Rockport Road (later F.M. 1518) was a busy artery in the early twentieth century, connecting many productive little farming communities in the Oak Island Community area to San Antonio. Today, this road is South Loop 1604 West, and the old ranch house is right off the highway, about five miles from Somerset on the south side of San Antonio. Later in life, I discovered that our family was one of the oldest Texas families to settle here, as far back as 1825.

“Souvenirs”

“They’re here!” shouted Grandmother. Coming quickly down the old stone steps, I noticed her dress was covered with many tiny flowers. There is nothing like the smell of a country grandma, for she smelled like cookies and love. We pulled up to their modest dairy farmhouse on the edge of a hundred and twenty-six acres spread. Dad parked in the sandy soil and red dirt clay since there was no driveway. Their entire front yard was their driveway.

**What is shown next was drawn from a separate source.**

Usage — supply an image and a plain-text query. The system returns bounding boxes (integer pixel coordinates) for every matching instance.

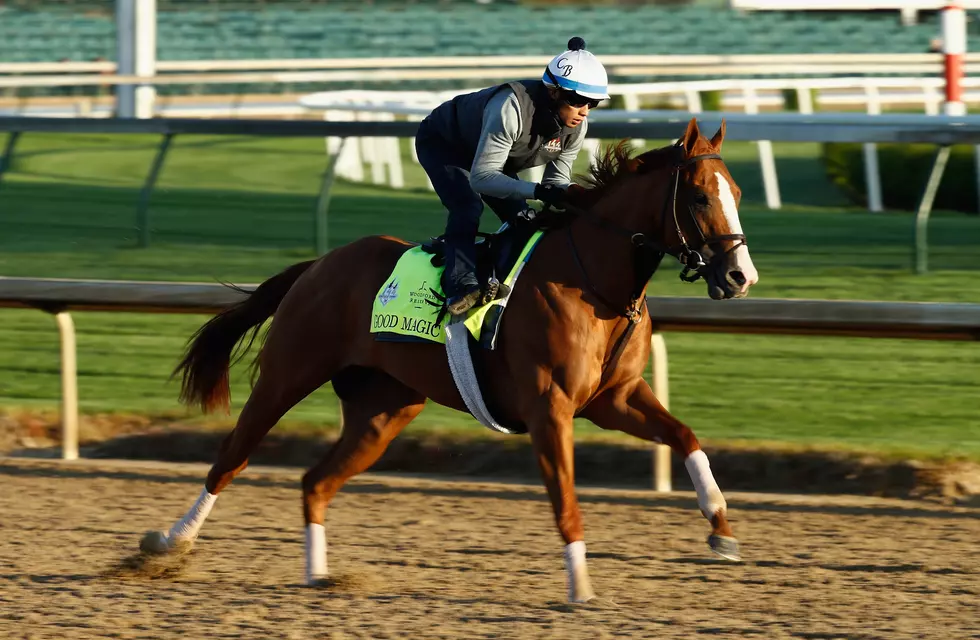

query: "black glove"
[534,184,565,209]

The first thing I noticed was a beautiful, circular rock garden that sparkled in the sunlight. We felt the texture and shapes of the stones in the round structure that glittered with samples of their vacations. (There used to be a time when it was not illegal to take a piece or two of Montana or Yellowstone National Park home with you.)

Several layers of rocks were stacked about three feet high with nothing to hold them together but each other. We discovered petrified wood, ironstone, colored chunks of glass, flat oval stones, really soft, glittery sandstone, open geodes with white crystals, small round pebbles, flat grey slabs, and blue geodes. This collection represented ten years’ worth of “souvenirs” from Texas to their Montana land.

The tiny purple Verbena and the green and white Chaparral were in full bloom with millions of new flowers. They smelled like musky cologne and lay draped like curtains over the fence in their front yard. Years before, Grandmother had planted an orange tree next to the house to protect it from the cold in winter. Everyone told her that orange trees don’t grow in San Antonio, but that orange tree produced sweet oranges as long as she was alive.